Using the highest-energy laser system in the world, physicists briefly subjected solid hydrocarbon samples to pressures up to 450 megabars, meaning 450 million times Earth’s atmospheric pressure at sea level.
That’s equivalent to the pressures found in the carbon-dominated envelopes of a rare type of white dwarf star – some of the densest objects in the known Universe. It could help us to better understand the effect those pressures have on changes in the stars’ brightness.
Most of the stars in the Universe will end their lives as a white dwarf, including our Sun. As they reach the end of their main-sequence, hydrogen-fusing days, they’ll puff out into red giants, eventually ejecting most of their material out into space as the core collapses into a white dwarf – a ‘dead’ star no longer able to support fusion.
White dwarfs are dense. They can be up to around 1.5 times the mass of the Sun, packed into a sphere the size of Earth. Only something called electron degeneracy pressure keeps the star from collapsing under its own gravity.
At around 100 megabars of pressure, electrons are stripped from their atomic nuclei – and, because identical electrons can’t occupy the same space, these electrons supply the outward pressure that keeps the star from collapsing.
This pressure doesn’t just influence how compressible the material is, it also decreases the opacity of the plasma ionised by the loss of electrons. And the links between these properties are described by the material’s equations of state, which also can be used to calculate such properties as the temperature profile and rate of cooling.
There are, however, some disagreements in equation of state (EOS) models for extreme pressures; for white dwarf stars, the EOS models along what is known as the shock Hugoniot – the curve that plots the increase in pressure and density under compression – can vary by 10 percent.
This can be a problem when trying to understand the fundamental properties of the Universe, because white dwarf stars should be quite predictable. Although they shine, the light is only from residual heat, not fusion, and their cooling rate can therefore be used as a sort of clock to confirm the age of the Universe, for instance, and the ages of the stars around them.
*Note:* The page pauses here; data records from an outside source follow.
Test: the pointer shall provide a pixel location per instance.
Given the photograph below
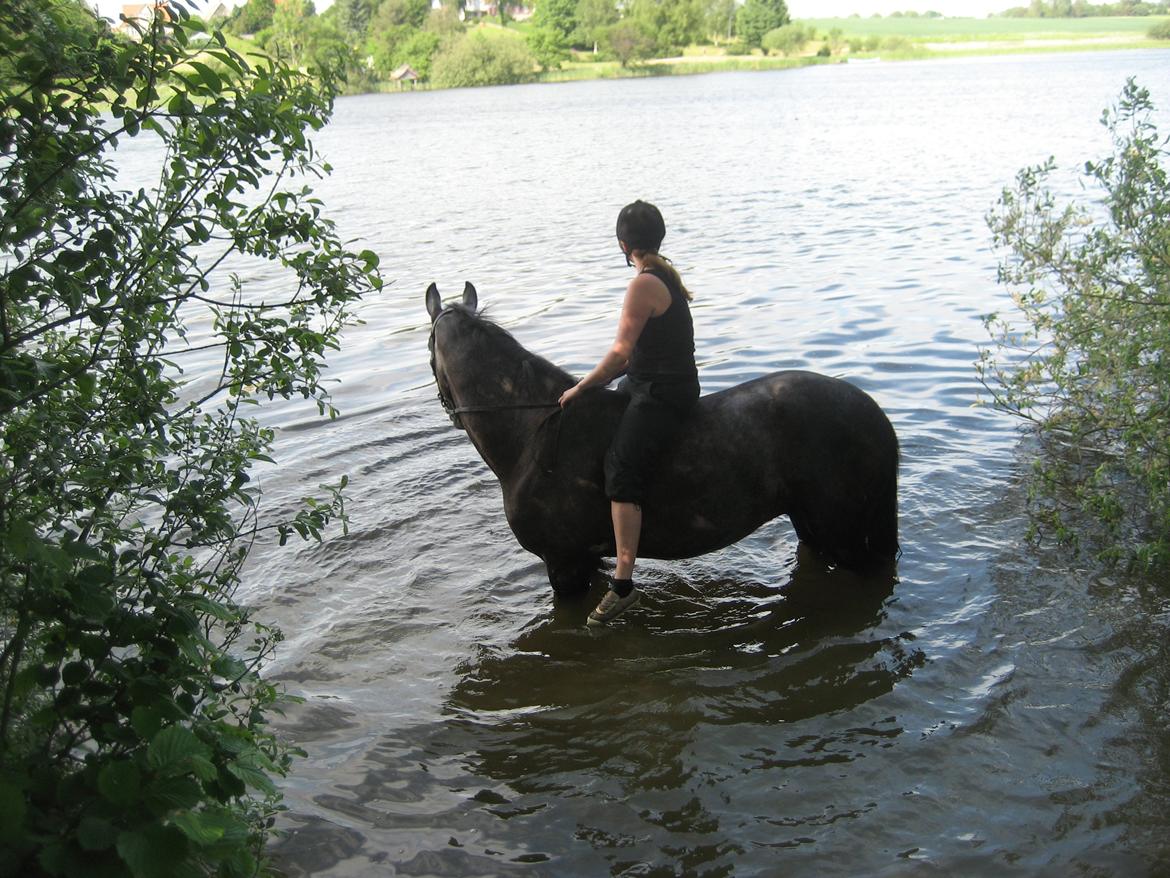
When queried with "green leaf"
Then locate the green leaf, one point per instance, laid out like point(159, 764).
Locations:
point(95, 834)
point(252, 775)
point(12, 813)
point(208, 76)
point(153, 851)
point(173, 745)
point(119, 782)
point(200, 828)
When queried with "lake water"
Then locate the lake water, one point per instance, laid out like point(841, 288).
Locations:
point(999, 710)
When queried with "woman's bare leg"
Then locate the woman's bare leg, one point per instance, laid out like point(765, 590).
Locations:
point(627, 528)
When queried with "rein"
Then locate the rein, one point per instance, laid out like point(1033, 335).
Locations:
point(501, 407)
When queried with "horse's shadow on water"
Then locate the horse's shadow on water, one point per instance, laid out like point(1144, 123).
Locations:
point(694, 653)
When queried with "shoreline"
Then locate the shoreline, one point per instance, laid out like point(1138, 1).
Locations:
point(713, 63)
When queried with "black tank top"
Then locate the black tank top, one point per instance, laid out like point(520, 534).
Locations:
point(666, 348)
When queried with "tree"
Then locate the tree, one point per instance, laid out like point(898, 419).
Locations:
point(720, 20)
point(1089, 368)
point(252, 18)
point(756, 18)
point(300, 38)
point(418, 50)
point(479, 60)
point(553, 22)
point(787, 40)
point(593, 16)
point(353, 18)
point(392, 13)
point(558, 15)
point(133, 721)
point(630, 41)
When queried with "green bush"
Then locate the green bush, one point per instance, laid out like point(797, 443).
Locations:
point(133, 721)
point(630, 41)
point(476, 60)
point(787, 40)
point(1089, 368)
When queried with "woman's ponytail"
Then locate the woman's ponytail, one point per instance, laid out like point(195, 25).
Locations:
point(655, 260)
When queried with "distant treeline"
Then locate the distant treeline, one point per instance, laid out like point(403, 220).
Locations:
point(1081, 9)
point(404, 40)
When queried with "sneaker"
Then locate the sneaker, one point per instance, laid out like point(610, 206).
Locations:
point(612, 606)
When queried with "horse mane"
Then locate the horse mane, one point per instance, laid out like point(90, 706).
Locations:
point(531, 364)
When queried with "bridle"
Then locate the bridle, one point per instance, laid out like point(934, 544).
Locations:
point(448, 404)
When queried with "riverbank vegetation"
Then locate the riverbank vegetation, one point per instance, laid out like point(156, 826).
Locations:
point(133, 721)
point(1086, 359)
point(400, 43)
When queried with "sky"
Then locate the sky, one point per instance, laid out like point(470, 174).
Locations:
point(797, 8)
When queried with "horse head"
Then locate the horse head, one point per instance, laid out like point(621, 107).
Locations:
point(436, 310)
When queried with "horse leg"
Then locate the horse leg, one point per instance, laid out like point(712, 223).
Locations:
point(854, 532)
point(570, 575)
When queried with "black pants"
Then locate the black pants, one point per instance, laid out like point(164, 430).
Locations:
point(649, 423)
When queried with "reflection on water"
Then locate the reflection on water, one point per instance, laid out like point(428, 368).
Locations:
point(984, 708)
So this is what the research team is trying to resolve, using the laser system at the Lawrence Livermore National Laboratory’s National Ignition Facility (NIF).
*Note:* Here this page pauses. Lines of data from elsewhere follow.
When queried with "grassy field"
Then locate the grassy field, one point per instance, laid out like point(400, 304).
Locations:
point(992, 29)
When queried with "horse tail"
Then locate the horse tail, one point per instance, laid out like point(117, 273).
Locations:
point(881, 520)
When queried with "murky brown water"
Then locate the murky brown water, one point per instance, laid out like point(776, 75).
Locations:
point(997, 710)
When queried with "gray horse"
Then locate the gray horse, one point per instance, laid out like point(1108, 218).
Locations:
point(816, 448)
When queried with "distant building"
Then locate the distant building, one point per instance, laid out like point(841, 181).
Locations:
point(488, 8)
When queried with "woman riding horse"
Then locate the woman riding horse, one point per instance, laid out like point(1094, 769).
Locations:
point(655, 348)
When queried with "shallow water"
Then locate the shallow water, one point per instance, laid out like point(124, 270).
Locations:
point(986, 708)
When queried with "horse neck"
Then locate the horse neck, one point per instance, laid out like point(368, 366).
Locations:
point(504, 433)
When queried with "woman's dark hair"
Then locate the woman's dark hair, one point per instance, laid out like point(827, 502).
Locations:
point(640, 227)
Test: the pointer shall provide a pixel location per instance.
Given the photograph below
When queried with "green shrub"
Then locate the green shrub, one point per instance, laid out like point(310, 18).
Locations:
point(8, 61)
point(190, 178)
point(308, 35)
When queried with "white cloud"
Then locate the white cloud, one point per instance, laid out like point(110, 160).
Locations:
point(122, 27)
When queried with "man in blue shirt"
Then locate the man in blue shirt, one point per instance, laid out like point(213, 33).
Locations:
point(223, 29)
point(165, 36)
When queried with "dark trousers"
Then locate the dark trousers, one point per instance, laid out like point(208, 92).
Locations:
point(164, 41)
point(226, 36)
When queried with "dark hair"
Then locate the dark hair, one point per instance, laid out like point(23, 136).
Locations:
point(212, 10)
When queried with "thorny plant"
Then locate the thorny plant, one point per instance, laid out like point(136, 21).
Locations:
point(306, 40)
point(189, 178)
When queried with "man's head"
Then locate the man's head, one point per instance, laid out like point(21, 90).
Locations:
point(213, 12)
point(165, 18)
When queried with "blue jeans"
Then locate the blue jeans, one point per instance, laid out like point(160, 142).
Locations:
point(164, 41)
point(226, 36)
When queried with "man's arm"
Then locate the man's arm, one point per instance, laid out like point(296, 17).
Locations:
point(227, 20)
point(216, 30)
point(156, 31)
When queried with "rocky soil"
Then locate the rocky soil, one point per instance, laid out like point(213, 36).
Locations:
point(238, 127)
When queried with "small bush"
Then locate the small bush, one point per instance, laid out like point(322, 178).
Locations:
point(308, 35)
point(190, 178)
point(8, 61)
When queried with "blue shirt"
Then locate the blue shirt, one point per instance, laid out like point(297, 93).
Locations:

“White dwarf stars provide important tests of stellar physics models, but EOS models at these extreme conditions are largely untested,” said physicist Annie Kritcher of the Lawrence Livermore National Laboratory.
“NIF can duplicate conditions ranging from the cores of planets and brown dwarfs to those in the centre of the Sun. We’re also able in NIF experiments to deduce the opacity along the shock Hugoniot. This is a necessary component in studies of stellar structure and evolution.”
The experimental set-up consisted of a small, solid, one-millimetre hydrocarbon (plastic) bead inside a hollow gold cylinder about the size of a pencil eraser called a hohlraum. This was then irradiated with 1.1 million joules of ultraviolet light delivered by the lasers, which created a uniform X-ray bath heating the plastic sphere to nearly 3.5 million Kelvin.
The outer layer of the bead was destroyed through ablation, which created a spherical ablation shockwave travelling up to 220 kilometres per second that converged spherically, resulting in increasing pressure as it propagated through the bead.
By the way, all this happened extraordinarily quickly – the shockwave took just 9 nanoseconds to traverse the entire sample – but, using X-ray radiography, the research team was able to record the shock Hugoniot, measuring pressures of 100 megabars on the outside of the bead to 450 megabars by the time it reached the middle.
The pressure inside Earth’s core is 3.6 megabars. And, previously, the highest pressure achieved in this kind of controlled experiment was 60 megabars.
The pressure generated in their experiment, the team said, is consistent with the carbon envelope – the convection region surrounding the core – seen in what are known as “hot DQ” white dwarfs. These are relatively rare; unlike ordinary white dwarfs, whose atmospheres are composed primarily of hydrogen and helium, hot DQs have primarily carbon atmospheres, and they’re unusually hot and bright.
Some of them also pulsate as they spin, resulting in brightness variations. To understand these pulsations and model them, we need an accurate understanding of how the matter in the star behaves under pressure.
In addition to X-ray radiography, the physicists used X-ray Thomson scattering to measure the electron temperature and degree of ionisation in the sample. It, too, turned up hot DQ.
“We measured a reduction in opacity at high pressures, which is associated with a significant ionisation of the carbon inner shell,” Kritcher said.
“This pressure range along the Hugoniot corresponds to the conditions in the carbon envelope of white dwarf stars. Our data agree with equation-of-state models that include the detailed electronic shell structure.”
What this means is that the ionisation ultimately makes the material more compressible than models that don’t have electronic shells. This places new constraints on the compressibility and opacity of the carbon envelope in hot DQs, which in turn can contribute to a better understanding of their properties and evolution. All this, from a lab experiment on our own planet.
The research has been published in Nature.